Graduating senior Vina Hung captures this tension, explaining that “When your friend gets into a school they’ve worked so hard for, your first instinct is to be proud of them, not stay quiet. It feels strange that something so happy has to be toned down.”
Instead, what this creates is a strange, in-between culture. People don’t post, but they hint. They don’t announce, but they imply. They don’t celebrate loudly, but they don’t stay completely quiet either. And because no one says anything directly, people start trying to figure it out on their own. Rather than everyone openly celebrating everyone’s success, it turns into “Wait, where did they get in?” or “Did you hear about them?” Conversations happen in whispers, screenshots get passed around, and people piece together information through Instagram stories, hoodies, or what their friends mention. The intention behind the rule is to reduce unhealthy comparison, but in reality, it does the opposite. Instead of comparison being less direct, it becomes something people actively seek out secretly, making it more deliberate, more awkward, and ultimately more intense.
This is where the rule starts to lose its effect. As senior Brendan Hsu points out, it’s “poorly enforced,” meaning students are told not to share, but nothing really happens if they do. “It’s a rule not to share,” he explains, “but how do they actually punish those who break this rule?” The truth is—they don’t.

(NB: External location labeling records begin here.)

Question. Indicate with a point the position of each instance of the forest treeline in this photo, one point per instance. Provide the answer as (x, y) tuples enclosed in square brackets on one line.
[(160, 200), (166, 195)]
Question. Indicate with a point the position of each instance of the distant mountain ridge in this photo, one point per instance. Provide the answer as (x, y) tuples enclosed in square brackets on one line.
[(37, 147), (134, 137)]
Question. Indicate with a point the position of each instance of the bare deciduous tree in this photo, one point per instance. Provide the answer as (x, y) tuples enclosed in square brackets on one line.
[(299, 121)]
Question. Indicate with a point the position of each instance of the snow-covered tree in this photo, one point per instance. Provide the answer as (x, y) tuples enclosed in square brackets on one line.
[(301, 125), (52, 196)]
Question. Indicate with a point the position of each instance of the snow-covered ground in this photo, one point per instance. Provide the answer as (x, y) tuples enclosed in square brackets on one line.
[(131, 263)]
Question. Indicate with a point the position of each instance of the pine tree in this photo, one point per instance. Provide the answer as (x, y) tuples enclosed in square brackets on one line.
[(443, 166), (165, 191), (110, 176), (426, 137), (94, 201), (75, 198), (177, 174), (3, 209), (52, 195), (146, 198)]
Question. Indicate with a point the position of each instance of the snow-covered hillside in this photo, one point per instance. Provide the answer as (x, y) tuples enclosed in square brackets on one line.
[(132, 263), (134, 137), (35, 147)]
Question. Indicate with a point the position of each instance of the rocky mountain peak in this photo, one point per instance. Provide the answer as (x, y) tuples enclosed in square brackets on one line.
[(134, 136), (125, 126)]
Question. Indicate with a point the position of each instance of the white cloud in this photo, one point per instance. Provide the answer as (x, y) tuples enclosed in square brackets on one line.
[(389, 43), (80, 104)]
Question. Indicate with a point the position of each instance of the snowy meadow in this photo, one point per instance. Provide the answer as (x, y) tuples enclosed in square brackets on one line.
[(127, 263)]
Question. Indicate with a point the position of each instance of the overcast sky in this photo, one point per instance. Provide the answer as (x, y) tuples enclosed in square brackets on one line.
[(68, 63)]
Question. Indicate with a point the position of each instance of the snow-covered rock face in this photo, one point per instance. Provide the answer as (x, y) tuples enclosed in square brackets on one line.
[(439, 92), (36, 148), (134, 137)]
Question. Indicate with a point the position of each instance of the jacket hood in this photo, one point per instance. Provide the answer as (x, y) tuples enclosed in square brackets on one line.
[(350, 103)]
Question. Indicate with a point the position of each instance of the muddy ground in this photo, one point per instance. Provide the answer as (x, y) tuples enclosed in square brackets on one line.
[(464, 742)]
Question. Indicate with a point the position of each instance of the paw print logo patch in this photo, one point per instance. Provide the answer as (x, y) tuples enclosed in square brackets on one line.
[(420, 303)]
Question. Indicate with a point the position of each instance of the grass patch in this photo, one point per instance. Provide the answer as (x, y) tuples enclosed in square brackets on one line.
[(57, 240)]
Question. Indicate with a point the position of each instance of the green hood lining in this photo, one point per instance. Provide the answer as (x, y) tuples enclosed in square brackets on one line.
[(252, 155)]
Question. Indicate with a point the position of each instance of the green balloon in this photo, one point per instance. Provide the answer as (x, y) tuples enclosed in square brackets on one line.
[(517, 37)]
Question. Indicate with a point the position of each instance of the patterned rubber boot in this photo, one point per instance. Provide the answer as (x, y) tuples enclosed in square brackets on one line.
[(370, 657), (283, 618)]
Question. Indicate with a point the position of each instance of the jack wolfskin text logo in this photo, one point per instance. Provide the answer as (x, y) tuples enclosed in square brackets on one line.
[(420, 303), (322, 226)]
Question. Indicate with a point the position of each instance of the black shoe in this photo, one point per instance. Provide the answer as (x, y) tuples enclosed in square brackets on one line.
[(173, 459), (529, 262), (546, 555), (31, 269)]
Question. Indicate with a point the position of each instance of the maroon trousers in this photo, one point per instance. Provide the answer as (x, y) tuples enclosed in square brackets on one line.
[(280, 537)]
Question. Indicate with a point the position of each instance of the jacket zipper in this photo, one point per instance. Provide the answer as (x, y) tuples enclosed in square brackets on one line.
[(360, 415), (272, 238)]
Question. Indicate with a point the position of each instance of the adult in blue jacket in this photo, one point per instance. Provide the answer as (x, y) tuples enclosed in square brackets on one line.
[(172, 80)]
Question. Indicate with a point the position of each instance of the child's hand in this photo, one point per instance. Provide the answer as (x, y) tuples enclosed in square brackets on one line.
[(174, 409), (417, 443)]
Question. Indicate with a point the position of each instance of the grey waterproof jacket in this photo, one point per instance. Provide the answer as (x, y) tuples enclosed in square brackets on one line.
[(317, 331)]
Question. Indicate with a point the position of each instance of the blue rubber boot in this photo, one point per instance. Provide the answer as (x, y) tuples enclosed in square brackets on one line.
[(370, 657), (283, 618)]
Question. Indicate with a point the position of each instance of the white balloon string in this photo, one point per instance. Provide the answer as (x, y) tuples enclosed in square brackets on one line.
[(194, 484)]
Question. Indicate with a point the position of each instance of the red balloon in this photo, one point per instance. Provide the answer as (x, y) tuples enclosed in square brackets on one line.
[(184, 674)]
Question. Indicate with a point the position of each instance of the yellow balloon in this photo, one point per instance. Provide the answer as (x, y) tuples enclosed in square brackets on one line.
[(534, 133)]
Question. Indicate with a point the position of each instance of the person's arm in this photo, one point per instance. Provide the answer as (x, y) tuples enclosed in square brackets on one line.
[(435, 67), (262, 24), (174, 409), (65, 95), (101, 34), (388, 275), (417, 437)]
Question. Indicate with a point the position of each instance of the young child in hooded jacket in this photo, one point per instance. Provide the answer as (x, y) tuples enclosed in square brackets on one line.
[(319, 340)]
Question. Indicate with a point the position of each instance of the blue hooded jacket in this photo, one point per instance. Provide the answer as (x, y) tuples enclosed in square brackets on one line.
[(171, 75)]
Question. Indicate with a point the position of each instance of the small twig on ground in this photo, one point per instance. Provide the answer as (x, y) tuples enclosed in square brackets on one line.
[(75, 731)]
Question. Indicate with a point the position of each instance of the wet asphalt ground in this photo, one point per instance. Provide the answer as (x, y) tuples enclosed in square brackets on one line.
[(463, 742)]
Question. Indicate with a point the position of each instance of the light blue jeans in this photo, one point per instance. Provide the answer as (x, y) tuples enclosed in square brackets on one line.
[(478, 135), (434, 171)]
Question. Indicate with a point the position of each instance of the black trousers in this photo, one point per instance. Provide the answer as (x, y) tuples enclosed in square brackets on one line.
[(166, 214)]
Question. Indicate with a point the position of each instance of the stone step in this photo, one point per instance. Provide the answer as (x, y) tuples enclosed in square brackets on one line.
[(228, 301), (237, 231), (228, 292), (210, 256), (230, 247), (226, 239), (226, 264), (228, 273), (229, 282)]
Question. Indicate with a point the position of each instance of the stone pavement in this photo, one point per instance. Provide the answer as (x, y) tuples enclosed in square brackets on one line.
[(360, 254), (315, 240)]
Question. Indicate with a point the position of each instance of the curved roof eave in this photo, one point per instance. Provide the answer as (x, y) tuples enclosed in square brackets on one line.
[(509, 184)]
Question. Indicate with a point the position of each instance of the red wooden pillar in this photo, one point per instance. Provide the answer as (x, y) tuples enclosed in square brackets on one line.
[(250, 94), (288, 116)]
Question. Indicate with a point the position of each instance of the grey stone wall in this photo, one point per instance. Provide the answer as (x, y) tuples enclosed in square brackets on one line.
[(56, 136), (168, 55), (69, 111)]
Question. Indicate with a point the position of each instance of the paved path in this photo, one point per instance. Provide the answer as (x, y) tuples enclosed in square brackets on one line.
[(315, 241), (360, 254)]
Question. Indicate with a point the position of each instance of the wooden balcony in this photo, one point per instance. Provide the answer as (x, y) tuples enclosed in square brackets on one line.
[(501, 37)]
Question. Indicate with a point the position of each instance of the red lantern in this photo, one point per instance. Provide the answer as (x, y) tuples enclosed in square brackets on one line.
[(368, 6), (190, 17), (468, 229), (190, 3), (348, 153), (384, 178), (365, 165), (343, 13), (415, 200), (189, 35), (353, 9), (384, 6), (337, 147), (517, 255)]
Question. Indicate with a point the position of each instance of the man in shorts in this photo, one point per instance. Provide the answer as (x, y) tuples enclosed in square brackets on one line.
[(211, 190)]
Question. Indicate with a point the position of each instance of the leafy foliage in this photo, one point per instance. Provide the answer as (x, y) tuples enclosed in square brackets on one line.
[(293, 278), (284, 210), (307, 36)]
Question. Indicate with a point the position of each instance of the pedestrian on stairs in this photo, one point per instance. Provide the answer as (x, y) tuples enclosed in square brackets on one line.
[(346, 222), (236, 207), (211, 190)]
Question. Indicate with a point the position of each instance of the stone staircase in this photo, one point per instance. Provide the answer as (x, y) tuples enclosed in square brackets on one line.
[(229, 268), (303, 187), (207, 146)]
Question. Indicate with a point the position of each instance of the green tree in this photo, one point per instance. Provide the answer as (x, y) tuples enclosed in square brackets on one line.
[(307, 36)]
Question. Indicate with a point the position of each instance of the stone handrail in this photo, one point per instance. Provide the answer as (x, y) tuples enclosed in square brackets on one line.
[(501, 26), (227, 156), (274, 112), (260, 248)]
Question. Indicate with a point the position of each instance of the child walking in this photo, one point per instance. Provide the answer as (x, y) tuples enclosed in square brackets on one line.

He continues on, saying how “no one actually does anything when this rule is broken.” Because of this, students aren’t really following the rule, but just working around it, which only reinforces the same indirect in-between culture, where people are still sharing their outcomes, just in quieter and more subtle ways, causing more quiet comparison to happen.
At the end of the day, the intention behind this rule makes sense — people deserve privacy, and not everyone is celebrating the same outcome. But the way it plays out at TAS doesn’t really achieve that. Instead of figuring out how to reduce comparison, the current approach often ends up amplifying it, pushing comparison into a quiet but more awkward form where everyone still finds out anyway.
With that in mind, the solution isn’t to stop students from celebrating but should be about helping them understand how to do it. Instead of discouraging celebrations and announcements, the school could focus on teaching students how to handle both success and disappointment in a healthy and respectful way so that people can still feel happy about others’ achievements.
For example, during graduation, students who want to share where they are going could have the option to wear university caps, pins, or small decorations that represent their future schools. The school could also include an optional moment where seniors can choose to allow an announcement of their college decision when they walk across the graduation stage, while students who want to keep that information private are not pressured to participate. This way, students are able to celebrate what theyve worke for in a meaningful way, while still creating space for those who may need privacy.
Because in the end, celebration and consideration should be able to exist together.